Dans les deux cas pourtant, un point commun: on exhibe ce que l'on cherche ordinairement à masquer. Cratès: un moyen de séduire.
Mirabeau: une justification de l'incapacité de séduire.
S'il y avait eu une vraie cynique au tribunal, Mirabeau aurait peut-être séduit, bien malgré lui...
5) "Ne me vantez point le caractère de N...: c'est un homme dur, inébranlable, appuyé sur une philosophie froide, comme une statue de bronze sur du marbre." (652)
N. à son tour serait-il le stoïcien fait homme ?
Devenir stoïcien, c'est plutôt devenir bronze au contact du marbre (le marbre = la réalité nécessaire; devenir bronze = parvenir à l'apatheia). L'homme ordinaire serait, lui, brisé par le marbre.
N. est un homme froid qui rationalise son comportement en le justifiant par des maximes stoïciennes.

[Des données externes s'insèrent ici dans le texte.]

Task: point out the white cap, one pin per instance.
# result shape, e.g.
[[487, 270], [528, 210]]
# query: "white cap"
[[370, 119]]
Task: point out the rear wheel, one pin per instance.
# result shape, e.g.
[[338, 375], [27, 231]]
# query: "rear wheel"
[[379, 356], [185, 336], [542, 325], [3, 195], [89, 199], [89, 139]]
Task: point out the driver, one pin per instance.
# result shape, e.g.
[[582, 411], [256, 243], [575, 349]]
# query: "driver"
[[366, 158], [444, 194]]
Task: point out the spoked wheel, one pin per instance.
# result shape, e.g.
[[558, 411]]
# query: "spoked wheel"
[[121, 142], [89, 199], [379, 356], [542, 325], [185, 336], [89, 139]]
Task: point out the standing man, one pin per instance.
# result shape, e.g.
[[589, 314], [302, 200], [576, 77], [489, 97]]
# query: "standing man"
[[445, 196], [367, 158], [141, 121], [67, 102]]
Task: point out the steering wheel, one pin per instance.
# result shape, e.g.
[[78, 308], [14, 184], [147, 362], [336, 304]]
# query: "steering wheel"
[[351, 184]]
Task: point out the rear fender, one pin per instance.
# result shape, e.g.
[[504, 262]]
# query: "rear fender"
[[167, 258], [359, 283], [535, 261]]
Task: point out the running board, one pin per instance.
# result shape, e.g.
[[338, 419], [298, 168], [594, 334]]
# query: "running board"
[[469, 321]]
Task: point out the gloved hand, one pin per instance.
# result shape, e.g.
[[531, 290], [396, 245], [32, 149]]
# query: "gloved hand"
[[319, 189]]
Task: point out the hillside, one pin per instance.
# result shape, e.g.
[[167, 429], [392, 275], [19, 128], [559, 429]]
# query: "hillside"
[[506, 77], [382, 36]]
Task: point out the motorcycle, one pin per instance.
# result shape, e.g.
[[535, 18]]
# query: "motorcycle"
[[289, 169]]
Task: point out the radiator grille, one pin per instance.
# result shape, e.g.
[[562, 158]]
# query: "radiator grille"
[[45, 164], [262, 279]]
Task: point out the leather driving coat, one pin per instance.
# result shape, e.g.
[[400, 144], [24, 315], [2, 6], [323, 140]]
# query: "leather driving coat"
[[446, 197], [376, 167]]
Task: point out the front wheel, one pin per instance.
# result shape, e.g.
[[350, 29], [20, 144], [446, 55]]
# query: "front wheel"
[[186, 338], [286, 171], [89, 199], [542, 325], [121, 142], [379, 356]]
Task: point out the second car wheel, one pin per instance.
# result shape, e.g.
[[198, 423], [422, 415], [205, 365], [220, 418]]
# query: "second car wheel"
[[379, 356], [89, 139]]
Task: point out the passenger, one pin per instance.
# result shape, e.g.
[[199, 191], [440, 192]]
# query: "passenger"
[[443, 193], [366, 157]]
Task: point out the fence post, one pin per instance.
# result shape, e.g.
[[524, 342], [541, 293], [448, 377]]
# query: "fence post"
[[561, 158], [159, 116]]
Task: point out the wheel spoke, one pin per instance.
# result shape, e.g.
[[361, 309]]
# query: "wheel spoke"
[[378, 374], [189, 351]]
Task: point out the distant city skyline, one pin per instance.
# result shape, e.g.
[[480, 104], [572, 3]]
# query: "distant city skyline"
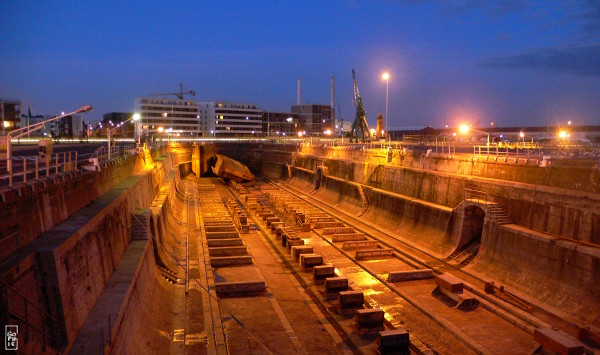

6) "L'abbé de Molières était un homme simple et pauvre, étranger à tout, hors à ses travaux sur le système de Descartes (le système cartésien en tant qu'éthique ne commande en rien un tel détachement); il n'avait point de valet et travaillait dans son lit, faute de bois, sa culotte sur sa tête par-dessus son bonnet, les deux côtés pendant à droite et à gauche (un portait-type du cartésien au 18ème ?). Un matin il entend frapper à sa porte: "Qui va là ?" - Ouvrez..." Il tire un cordon et la porte s'ouvre (ce religieux a étudié la mécanique...). L'abbé de Molières, ne regardant point: "Qui êtes-vous ? - Donnez-moi de l'argent. - De l'argent ? - Oui, de l'argent. - Ah ! J'entends, vous êtes un voleur ? - Voleur ou non, il me faut de l'argent (si le philosophe se résigne au statut de volé, le cambrioleur rechigne, lui, à s'identifier à son rôle; il a pourtant une victime qui facilite l'identification au bourreau...) - Vraiment oui, il vous en faut: eh bien ! cherchez là-dedans..." Il tend le cou, et présente un des côtés de la culotte; le voleur fouille (ou comment, en faisant la victime, ne pas en être tout à fait une...): "Eh bien ! il n'y a point d'argent. - Vraiment non, mais il y a ma clé. - Eh bien, cette clé... - Cette clé, prenez-la. - Je la tiens. - Allez-vous en à ce secrétaire; ouvrez... (ou comment agir en pâtissant.). Le voleur met la clé à un autre tiroir. "Laissez donc: ne dérangez pas: ce sont mes papiers. Ventrebleu finirez-vous ? ce sont mes papiers. à l'autre tiroir, vous trouverez de l'argent. - Le voilà. - Eh bien prenez. Fermez donc la porte. Morbleu ! Il laisse la porte ouverte !... Quel chien de voleur ! Il faut que je me lève par le froid qu'il fait ! Maudit voleur ! (ce qui est intolérable, ce n'est pas le vol, mais l'insoumission du voleur...) L'abbé saute en pied, va fermer la porte, et revint se remettre à son travail." (688)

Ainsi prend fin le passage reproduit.